Босх не мог выговорить ни слова. Он снова почувствовал потребность закурить. Он пытался хоть как-то разобраться в том, что услышал от Паундса. На сегодняшний день Кукольник — Норман Черч — был мертв вот уже четыре года. Ошибки тут быть не могло. Босх понял это еще той ночью, которая вымотала ему все кишки. Кукольником был именно Черч.
— Стало быть, записка просто появилась на столе в приемной?
— Дежурный сержант нашел ее на конторке около четырех часов назад. Никто не заметил, кто ее оставил. Ты знаешь, по утрам там толчется куча народа. Кроме того, в это время у нас меняются дежурные. Я велел Михэну поговорить с ними, но ни одна живая душа ничего особенного не заметила, пока не нашли записку.
— Черт! Прочти мне ее.
— Не могу. Она — в отделе научной экспертизы. Не думаю, что они там что-нибудь найдут, но надо выполнить все положенные процедуры. Я сделаю копию и привезу ее с собой на место преступления, о'кей?
Босх промолчал.
— Знаю, о чем ты думаешь, — сказал Паундс. — Но давай-ка придержим лошадей, покуда не разберемся, что к чему. Пока что не о чем волноваться. А вдруг всю эту херню заварила та адвокатша — Чэндлер? С нее станется! Это та еще штучка, что угодно сделает, чтобы повесить у себя в гостиной еще один скальп полицейского из нашего управления. Очень любит, когда про нее в газетах пишут.

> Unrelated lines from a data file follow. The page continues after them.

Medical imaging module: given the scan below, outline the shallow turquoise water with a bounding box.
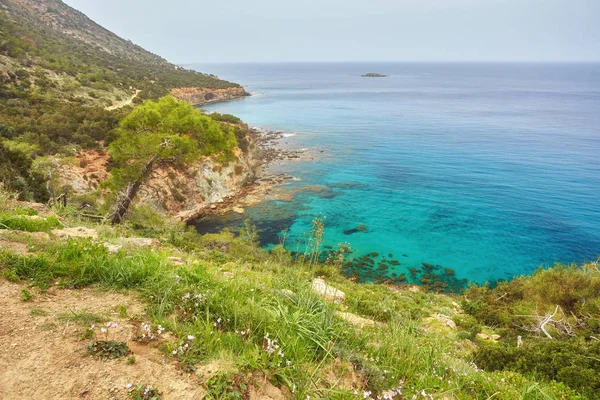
[195,64,600,282]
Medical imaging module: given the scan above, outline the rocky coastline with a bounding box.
[171,86,250,106]
[186,127,317,223]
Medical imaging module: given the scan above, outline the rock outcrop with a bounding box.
[171,87,250,106]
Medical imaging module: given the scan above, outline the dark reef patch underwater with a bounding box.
[198,63,600,290]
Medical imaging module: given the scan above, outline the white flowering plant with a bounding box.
[135,322,165,343]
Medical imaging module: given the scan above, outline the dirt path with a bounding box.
[0,279,202,400]
[106,89,141,111]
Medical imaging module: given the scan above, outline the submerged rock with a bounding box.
[344,225,367,235]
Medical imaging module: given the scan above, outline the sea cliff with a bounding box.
[171,87,250,106]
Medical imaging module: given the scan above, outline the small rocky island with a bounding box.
[361,72,387,78]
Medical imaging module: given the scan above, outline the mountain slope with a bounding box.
[0,0,246,201]
[0,0,244,100]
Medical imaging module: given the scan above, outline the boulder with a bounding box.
[311,278,346,303]
[52,226,98,240]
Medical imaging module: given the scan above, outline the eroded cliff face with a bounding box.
[59,146,262,221]
[171,87,250,106]
[138,151,261,221]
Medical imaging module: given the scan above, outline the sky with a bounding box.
[65,0,600,64]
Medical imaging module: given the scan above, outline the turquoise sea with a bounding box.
[194,63,600,283]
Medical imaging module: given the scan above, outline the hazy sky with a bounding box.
[66,0,600,63]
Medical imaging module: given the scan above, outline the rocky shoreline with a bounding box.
[186,127,317,219]
[171,86,250,106]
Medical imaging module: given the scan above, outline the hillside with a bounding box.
[0,190,600,400]
[0,0,600,400]
[0,0,247,205]
[0,0,244,99]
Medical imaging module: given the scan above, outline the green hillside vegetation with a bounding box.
[0,192,600,400]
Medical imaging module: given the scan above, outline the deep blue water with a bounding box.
[194,63,600,282]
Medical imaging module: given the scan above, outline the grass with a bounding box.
[0,202,585,400]
[29,307,48,317]
[58,309,108,326]
[0,212,63,233]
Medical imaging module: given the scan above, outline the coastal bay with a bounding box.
[191,64,600,283]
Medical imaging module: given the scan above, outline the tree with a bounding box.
[109,96,237,224]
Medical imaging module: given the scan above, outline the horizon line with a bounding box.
[178,59,600,66]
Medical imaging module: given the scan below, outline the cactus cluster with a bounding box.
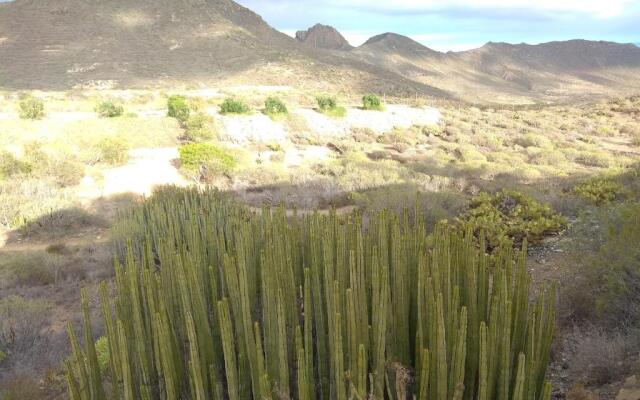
[67,188,555,400]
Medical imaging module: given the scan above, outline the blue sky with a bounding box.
[236,0,640,51]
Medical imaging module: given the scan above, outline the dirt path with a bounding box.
[79,147,189,201]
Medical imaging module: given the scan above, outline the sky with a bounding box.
[236,0,640,51]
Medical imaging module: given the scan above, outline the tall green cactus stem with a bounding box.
[66,188,555,400]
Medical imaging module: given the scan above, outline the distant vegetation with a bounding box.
[362,94,384,111]
[458,190,567,248]
[264,96,289,116]
[178,143,237,182]
[20,96,44,119]
[316,96,347,118]
[220,98,250,115]
[183,111,216,142]
[167,96,191,123]
[67,188,555,400]
[95,101,124,118]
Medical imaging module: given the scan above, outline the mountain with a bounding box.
[296,24,353,51]
[0,0,448,97]
[0,0,640,104]
[352,33,640,103]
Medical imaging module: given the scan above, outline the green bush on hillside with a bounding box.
[20,96,44,119]
[362,94,384,111]
[167,95,191,123]
[67,188,555,400]
[220,98,249,115]
[95,101,124,118]
[264,97,289,115]
[316,96,347,118]
[178,143,237,182]
[184,112,215,142]
[457,189,567,249]
[571,178,627,206]
[0,151,31,179]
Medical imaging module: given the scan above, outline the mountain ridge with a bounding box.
[0,0,640,103]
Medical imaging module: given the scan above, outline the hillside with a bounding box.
[353,33,640,103]
[296,24,353,51]
[0,0,640,104]
[0,0,446,97]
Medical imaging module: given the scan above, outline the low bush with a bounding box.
[316,96,347,118]
[0,296,49,370]
[183,112,216,142]
[178,143,237,181]
[220,98,249,115]
[362,94,384,111]
[95,101,124,118]
[19,96,44,119]
[589,203,640,326]
[316,96,338,111]
[23,142,84,187]
[264,97,289,116]
[571,178,627,206]
[167,96,191,123]
[95,136,129,165]
[0,151,31,179]
[456,189,567,249]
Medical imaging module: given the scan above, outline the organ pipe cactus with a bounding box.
[67,188,555,400]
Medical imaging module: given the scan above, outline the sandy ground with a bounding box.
[293,105,442,137]
[78,147,188,200]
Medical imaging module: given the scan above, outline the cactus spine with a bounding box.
[67,188,555,400]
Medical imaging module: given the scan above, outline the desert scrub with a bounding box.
[456,189,567,249]
[263,97,289,117]
[220,98,249,115]
[19,96,44,119]
[95,136,129,165]
[95,101,124,118]
[67,188,555,400]
[571,178,627,206]
[0,151,31,180]
[178,143,237,182]
[23,142,84,187]
[167,96,191,124]
[316,96,347,118]
[183,112,216,142]
[362,94,384,111]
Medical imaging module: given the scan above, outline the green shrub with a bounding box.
[167,96,191,123]
[95,101,124,118]
[178,143,237,178]
[457,189,567,249]
[95,336,110,375]
[316,96,347,118]
[67,188,555,400]
[589,203,640,327]
[184,112,215,142]
[316,96,338,111]
[24,142,84,187]
[96,136,129,165]
[220,98,249,115]
[0,151,31,179]
[571,178,626,206]
[264,97,289,115]
[362,94,384,111]
[20,96,44,119]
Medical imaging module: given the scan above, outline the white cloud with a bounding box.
[327,0,637,18]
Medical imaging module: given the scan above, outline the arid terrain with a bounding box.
[0,0,640,400]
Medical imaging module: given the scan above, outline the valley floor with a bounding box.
[0,87,640,399]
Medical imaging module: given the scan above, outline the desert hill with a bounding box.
[0,0,640,103]
[296,24,353,51]
[0,0,447,96]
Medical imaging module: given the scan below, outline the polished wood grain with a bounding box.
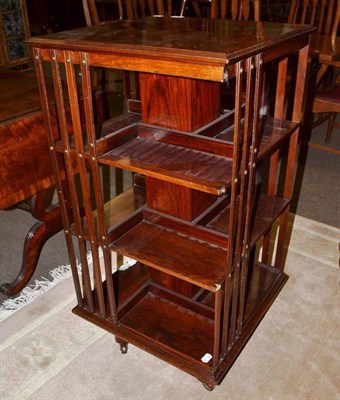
[0,69,62,296]
[28,17,312,81]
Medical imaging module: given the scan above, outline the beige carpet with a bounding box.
[0,217,340,400]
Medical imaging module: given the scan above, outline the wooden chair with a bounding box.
[288,0,337,35]
[310,0,340,149]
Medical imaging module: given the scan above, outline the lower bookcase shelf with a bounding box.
[73,263,288,387]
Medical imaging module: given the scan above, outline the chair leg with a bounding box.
[325,113,336,143]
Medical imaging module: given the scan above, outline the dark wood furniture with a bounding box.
[0,0,31,67]
[29,17,311,389]
[288,0,340,152]
[0,69,62,296]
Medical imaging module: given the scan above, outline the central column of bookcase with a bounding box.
[139,73,221,296]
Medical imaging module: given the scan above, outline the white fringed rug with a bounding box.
[0,216,340,400]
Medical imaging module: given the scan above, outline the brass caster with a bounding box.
[202,382,215,392]
[120,343,127,354]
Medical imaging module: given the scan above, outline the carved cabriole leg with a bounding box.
[0,190,62,296]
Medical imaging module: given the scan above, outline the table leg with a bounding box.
[0,190,63,296]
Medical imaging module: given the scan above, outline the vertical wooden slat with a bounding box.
[79,53,117,320]
[262,57,288,264]
[213,289,223,369]
[230,54,254,343]
[51,50,94,311]
[237,55,263,333]
[33,49,83,306]
[65,51,106,317]
[221,58,243,354]
[274,45,309,270]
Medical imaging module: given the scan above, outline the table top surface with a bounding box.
[28,17,314,64]
[0,69,41,123]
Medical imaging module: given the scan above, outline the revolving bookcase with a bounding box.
[29,17,311,389]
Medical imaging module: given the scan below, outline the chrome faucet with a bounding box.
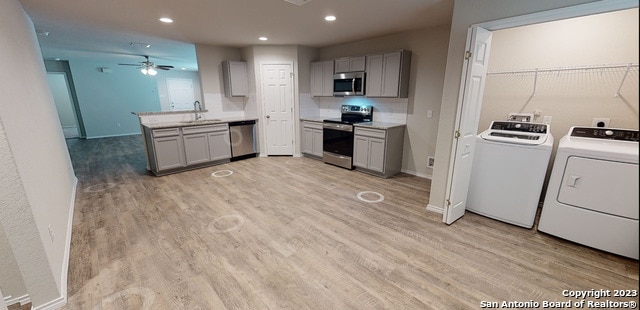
[193,100,202,121]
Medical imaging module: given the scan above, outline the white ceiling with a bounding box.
[19,0,453,70]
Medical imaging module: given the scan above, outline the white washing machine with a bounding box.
[466,121,553,228]
[538,127,639,259]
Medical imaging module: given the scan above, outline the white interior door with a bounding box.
[47,72,80,138]
[261,64,294,155]
[167,78,195,111]
[442,26,492,224]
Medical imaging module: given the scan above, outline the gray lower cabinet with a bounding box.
[207,130,231,161]
[301,121,322,158]
[147,128,185,171]
[144,123,231,175]
[353,126,404,178]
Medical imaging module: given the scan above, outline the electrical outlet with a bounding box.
[591,117,611,127]
[49,224,54,242]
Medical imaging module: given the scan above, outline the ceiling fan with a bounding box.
[119,55,173,75]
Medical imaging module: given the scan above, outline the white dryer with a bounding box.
[538,127,639,259]
[466,121,553,228]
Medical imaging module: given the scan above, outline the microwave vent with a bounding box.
[284,0,311,6]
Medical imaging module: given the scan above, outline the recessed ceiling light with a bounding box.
[129,42,151,48]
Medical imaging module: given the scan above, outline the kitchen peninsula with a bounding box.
[134,112,257,176]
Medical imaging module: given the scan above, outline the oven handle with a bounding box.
[322,123,353,132]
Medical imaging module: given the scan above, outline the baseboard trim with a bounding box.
[427,204,444,214]
[85,132,141,139]
[4,294,31,307]
[31,292,67,310]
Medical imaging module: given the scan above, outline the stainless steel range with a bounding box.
[322,105,373,169]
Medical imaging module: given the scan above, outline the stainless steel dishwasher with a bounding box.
[229,120,258,161]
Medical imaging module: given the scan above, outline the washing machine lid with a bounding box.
[480,121,551,145]
[569,126,638,142]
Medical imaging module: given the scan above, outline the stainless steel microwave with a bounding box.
[333,72,365,96]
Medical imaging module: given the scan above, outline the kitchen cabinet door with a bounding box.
[353,136,369,169]
[334,56,366,73]
[367,138,386,173]
[300,122,322,157]
[222,60,249,98]
[153,135,185,171]
[207,129,231,161]
[311,129,322,157]
[182,133,209,165]
[301,127,313,154]
[366,51,411,98]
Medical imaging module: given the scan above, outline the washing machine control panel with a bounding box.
[570,127,638,142]
[491,121,548,134]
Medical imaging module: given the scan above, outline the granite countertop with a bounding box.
[142,118,258,129]
[300,116,407,129]
[300,116,326,123]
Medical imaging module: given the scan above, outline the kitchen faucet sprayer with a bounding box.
[193,100,202,121]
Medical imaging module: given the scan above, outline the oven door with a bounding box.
[322,122,353,169]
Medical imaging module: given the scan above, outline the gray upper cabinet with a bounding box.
[222,60,249,98]
[333,56,366,73]
[353,126,405,178]
[365,50,411,98]
[311,60,333,97]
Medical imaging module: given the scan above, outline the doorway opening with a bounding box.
[442,1,637,224]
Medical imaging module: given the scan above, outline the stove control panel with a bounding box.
[570,127,638,142]
[491,121,549,134]
[341,104,373,123]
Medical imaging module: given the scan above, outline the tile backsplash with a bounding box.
[300,94,409,124]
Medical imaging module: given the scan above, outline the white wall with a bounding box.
[429,0,628,213]
[0,0,76,306]
[313,25,449,177]
[478,9,639,137]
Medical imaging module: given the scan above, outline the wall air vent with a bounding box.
[284,0,311,6]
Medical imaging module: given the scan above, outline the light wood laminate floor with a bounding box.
[64,135,638,309]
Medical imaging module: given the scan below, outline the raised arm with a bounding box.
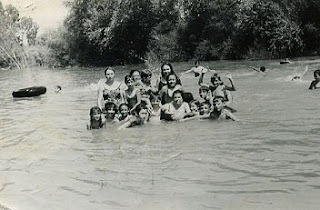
[97,81,103,109]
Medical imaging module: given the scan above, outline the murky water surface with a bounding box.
[0,59,320,210]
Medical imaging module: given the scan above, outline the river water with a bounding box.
[0,58,320,210]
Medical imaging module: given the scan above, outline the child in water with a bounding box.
[309,69,320,90]
[160,90,191,121]
[199,85,212,102]
[118,103,150,130]
[159,73,182,105]
[121,75,141,113]
[87,106,105,130]
[189,99,200,116]
[103,102,118,122]
[118,103,130,122]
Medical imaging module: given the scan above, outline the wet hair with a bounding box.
[199,85,210,92]
[104,66,114,75]
[161,63,174,76]
[124,75,133,84]
[313,69,320,77]
[90,106,103,129]
[189,99,200,108]
[210,73,223,84]
[212,96,224,102]
[129,69,141,77]
[104,102,118,113]
[90,106,102,119]
[140,69,152,78]
[172,90,183,97]
[200,101,211,108]
[119,103,129,112]
[167,72,179,85]
[135,102,150,121]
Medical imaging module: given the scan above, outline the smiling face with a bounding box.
[105,69,114,82]
[91,112,101,121]
[168,74,177,88]
[200,103,210,115]
[131,71,141,82]
[190,103,199,113]
[199,89,210,99]
[161,65,171,77]
[211,76,222,87]
[126,77,133,88]
[213,98,224,110]
[173,92,183,105]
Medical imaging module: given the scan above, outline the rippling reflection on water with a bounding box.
[0,60,320,210]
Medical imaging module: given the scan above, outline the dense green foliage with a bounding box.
[0,2,38,68]
[0,0,320,66]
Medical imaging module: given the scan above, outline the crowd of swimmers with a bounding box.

— А что журналисты? Еще не пронюхали?
— Было несколько звонков с вопросами, что за тело там нашли. У них, наверное, в патологоанатомии какой-то стукач завелся. Но мы ничего не сказали. И в любом случае никто ничего не знает ни о записке, ни о том, что это как-то связано с Кукольником. Знают только, что нашли тело. А вообще, по-моему, забавно: тело нашли под полом бильярдной, сожженной во время беспорядков. Как бы то ни было, до поры до времени следует помалкивать, что это каким-то образом может быть связано с Кукольником. Если, конечно, тот, кто написал записку, не отправил точно такую же журналистам. В таком случае, мы узнаем о том еще до вечера.
2
Игра слов. «Паунд» по-английски — «фунт». Прибавив к фамилии Паундс слова «девяносто восемь», полицейские издеваются над своим коллегой, намекая на его тщедушное телосложение. 98 фунтов: примерно 48 килограммов.